Es curioso como los cambios se producen en nuestras vidas. Hay cambios provocados y que nos reconfortan, de otros somos conscientes pero no nos importan. Ocasionalmente algunos aparecen de improviso, sin esperarlos, y se van sin dejar huella. También hay de los que nos frustran por ser largamente deseados pero nunca realizados. Sin embargo, los que en realidad nos transforman la vida, es decir, los importantes, muchas veces los dejamos ir, pues la poderosa fuerza de la rutina, de lo repetitivo, de lo monótono, nos impide ver que la vida y sus cambios están pasando frente a nosotros y no a través nuestro.

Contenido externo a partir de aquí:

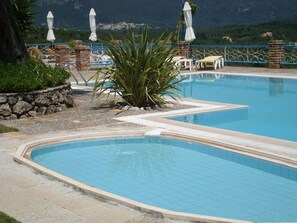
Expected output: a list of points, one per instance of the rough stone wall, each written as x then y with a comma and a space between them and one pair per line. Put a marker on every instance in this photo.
30, 104
275, 54
82, 56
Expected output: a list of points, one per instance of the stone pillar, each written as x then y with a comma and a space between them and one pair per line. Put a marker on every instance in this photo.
82, 56
275, 54
63, 55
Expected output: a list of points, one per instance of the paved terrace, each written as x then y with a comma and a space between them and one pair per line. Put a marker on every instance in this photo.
31, 197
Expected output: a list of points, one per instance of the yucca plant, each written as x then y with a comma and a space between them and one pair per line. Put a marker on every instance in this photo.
142, 74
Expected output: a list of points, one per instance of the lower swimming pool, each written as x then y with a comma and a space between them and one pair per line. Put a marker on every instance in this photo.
180, 176
271, 102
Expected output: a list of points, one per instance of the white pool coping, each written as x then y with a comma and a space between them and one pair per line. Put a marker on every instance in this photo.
23, 156
270, 149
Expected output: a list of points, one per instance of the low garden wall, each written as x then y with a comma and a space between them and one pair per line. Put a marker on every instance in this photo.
30, 104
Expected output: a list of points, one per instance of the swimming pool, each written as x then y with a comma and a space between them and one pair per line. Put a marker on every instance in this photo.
271, 102
180, 176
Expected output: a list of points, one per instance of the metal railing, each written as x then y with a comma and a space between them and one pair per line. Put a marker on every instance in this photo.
244, 54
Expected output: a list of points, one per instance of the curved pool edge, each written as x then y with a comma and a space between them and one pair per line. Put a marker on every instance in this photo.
23, 156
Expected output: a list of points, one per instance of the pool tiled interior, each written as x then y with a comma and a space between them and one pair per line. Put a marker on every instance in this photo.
180, 176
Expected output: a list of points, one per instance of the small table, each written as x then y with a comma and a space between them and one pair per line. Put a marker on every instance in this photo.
185, 64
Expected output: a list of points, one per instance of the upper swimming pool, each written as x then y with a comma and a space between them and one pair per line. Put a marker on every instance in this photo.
272, 107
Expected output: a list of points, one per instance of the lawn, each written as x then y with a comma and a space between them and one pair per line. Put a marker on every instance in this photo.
4, 128
7, 219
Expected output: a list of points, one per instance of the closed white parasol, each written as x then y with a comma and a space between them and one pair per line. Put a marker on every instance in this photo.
93, 36
190, 35
50, 21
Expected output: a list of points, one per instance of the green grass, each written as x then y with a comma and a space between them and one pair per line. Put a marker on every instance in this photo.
4, 218
4, 128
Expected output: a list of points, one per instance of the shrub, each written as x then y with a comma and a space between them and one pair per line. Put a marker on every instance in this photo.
142, 74
4, 128
29, 75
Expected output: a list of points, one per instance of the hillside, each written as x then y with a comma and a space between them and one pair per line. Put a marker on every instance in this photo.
240, 34
74, 13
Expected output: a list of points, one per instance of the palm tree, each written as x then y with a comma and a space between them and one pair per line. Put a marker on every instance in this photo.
15, 18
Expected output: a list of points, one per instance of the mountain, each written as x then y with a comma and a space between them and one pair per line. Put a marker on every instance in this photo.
210, 13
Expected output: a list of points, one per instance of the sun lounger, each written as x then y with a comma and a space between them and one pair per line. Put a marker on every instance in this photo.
182, 63
215, 61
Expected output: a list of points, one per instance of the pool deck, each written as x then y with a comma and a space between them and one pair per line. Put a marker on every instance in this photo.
32, 197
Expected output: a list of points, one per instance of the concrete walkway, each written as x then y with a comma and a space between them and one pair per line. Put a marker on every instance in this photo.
31, 197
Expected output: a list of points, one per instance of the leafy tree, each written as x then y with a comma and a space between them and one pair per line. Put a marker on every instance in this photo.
15, 18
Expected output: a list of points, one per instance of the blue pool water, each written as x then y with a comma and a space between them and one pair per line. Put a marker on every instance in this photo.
272, 107
179, 176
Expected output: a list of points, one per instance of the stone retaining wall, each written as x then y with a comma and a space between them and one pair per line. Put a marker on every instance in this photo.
30, 104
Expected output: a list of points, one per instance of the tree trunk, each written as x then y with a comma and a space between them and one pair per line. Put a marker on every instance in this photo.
12, 46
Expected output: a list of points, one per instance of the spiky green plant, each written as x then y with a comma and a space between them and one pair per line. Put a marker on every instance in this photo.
142, 74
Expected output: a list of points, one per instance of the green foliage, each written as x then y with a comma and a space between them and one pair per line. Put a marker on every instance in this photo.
29, 75
4, 129
6, 219
23, 14
142, 74
248, 34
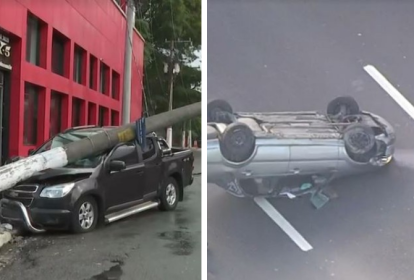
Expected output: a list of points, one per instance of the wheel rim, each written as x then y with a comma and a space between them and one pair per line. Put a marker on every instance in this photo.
238, 138
360, 141
171, 194
341, 110
86, 215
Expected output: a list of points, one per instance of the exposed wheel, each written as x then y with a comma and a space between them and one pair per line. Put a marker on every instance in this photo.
218, 111
360, 142
169, 195
237, 143
85, 215
343, 106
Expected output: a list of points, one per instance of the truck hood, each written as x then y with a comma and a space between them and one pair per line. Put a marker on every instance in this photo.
67, 174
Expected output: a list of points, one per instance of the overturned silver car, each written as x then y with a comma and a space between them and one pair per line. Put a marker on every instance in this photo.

Esa ceguera a los cambios es como un eterno castigo que nos tiene atados a un andén de una estación, desde la cual nos despedimos una y otra vez de los mismos trenes y de los mismos pasajeros. El miedo a lo desconocido, a la incertidumbre de la vida, y en últimas, al cambio, nos impide tomar esos trenes a pesar de tener el ticket ya comprado. La monotonía se ha instalado en nuestras vidas, el cambio toca a la puerta, pero nos da miedo abrir y preferimos ver por la mirilla de la puerta como se alejan una y otra vez los trenes.

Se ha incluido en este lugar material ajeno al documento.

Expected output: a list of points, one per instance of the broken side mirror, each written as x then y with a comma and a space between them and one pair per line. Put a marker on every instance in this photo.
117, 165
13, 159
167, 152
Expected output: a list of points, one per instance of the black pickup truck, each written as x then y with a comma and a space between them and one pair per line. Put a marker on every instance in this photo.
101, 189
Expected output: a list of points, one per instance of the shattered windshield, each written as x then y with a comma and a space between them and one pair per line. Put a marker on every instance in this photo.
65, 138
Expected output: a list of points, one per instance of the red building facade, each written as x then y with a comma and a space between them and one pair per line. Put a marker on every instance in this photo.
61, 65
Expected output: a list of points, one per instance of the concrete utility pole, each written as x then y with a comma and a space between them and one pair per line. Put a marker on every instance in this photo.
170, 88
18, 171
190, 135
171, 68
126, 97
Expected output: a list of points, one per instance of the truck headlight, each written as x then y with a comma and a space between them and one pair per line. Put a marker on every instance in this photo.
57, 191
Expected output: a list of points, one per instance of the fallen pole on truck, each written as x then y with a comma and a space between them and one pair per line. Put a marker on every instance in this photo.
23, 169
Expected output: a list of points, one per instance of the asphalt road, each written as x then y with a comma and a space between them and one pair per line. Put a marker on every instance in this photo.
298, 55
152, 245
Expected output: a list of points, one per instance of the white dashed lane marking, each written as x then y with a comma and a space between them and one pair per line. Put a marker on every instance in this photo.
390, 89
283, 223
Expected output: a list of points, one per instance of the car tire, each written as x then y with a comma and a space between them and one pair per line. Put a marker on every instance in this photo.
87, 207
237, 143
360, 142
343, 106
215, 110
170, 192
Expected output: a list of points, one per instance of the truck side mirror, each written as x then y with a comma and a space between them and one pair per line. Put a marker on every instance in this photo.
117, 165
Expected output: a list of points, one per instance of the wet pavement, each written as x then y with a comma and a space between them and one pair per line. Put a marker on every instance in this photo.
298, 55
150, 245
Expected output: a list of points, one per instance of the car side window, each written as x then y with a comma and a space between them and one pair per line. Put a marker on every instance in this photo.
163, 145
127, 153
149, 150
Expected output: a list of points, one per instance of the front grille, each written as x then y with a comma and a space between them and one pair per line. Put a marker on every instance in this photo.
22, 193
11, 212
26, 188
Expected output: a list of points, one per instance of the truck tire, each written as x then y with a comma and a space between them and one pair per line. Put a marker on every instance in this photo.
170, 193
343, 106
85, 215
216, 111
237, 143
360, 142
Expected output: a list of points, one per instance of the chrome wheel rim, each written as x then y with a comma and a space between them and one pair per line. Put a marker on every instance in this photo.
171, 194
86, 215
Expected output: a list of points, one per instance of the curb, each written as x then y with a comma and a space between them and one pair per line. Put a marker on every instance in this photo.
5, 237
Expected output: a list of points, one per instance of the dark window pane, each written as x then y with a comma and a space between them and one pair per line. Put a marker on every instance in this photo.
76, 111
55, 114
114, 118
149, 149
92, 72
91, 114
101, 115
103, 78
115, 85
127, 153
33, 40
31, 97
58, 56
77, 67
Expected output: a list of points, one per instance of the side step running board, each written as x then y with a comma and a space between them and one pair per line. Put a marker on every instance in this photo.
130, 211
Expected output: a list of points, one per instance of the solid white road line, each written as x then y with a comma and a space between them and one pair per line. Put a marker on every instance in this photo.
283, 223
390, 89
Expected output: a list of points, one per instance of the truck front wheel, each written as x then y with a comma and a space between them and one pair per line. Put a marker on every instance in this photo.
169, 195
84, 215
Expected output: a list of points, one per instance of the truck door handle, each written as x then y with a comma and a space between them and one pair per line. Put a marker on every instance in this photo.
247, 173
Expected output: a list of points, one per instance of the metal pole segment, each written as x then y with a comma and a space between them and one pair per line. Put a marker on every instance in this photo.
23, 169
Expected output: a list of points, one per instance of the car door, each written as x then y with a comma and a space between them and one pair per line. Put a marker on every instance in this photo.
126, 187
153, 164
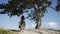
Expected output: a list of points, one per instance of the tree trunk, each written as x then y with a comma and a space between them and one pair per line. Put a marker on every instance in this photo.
38, 19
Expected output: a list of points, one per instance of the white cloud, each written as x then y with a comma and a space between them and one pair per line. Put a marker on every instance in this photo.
52, 24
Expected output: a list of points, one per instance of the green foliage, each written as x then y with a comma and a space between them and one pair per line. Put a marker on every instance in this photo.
3, 31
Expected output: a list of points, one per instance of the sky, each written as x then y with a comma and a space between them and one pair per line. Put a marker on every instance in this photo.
51, 19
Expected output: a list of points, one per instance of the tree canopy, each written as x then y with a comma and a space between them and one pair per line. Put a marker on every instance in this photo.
18, 7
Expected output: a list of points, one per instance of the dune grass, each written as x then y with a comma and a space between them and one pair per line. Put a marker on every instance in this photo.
3, 31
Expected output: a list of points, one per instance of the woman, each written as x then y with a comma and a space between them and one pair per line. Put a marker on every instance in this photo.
22, 23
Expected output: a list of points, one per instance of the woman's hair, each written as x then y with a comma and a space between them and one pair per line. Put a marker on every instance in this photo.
22, 17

Dejan de tocar a la puerta. El tren ya no se ve por la mirilla. Voy a la cocina, me preparo un té, enciendo la televisión, meto comida congelada en el microondas y me siento en mi cómodo sillón. He vuelto a la rutina. ¿El cambio?... no te preocupes, ya volverá a tocar a la puerta, incluso el cambio tiene la costumbre de volver a llamar. Yo, en cambio, tengo la costumbre de no abrir a desconocidos.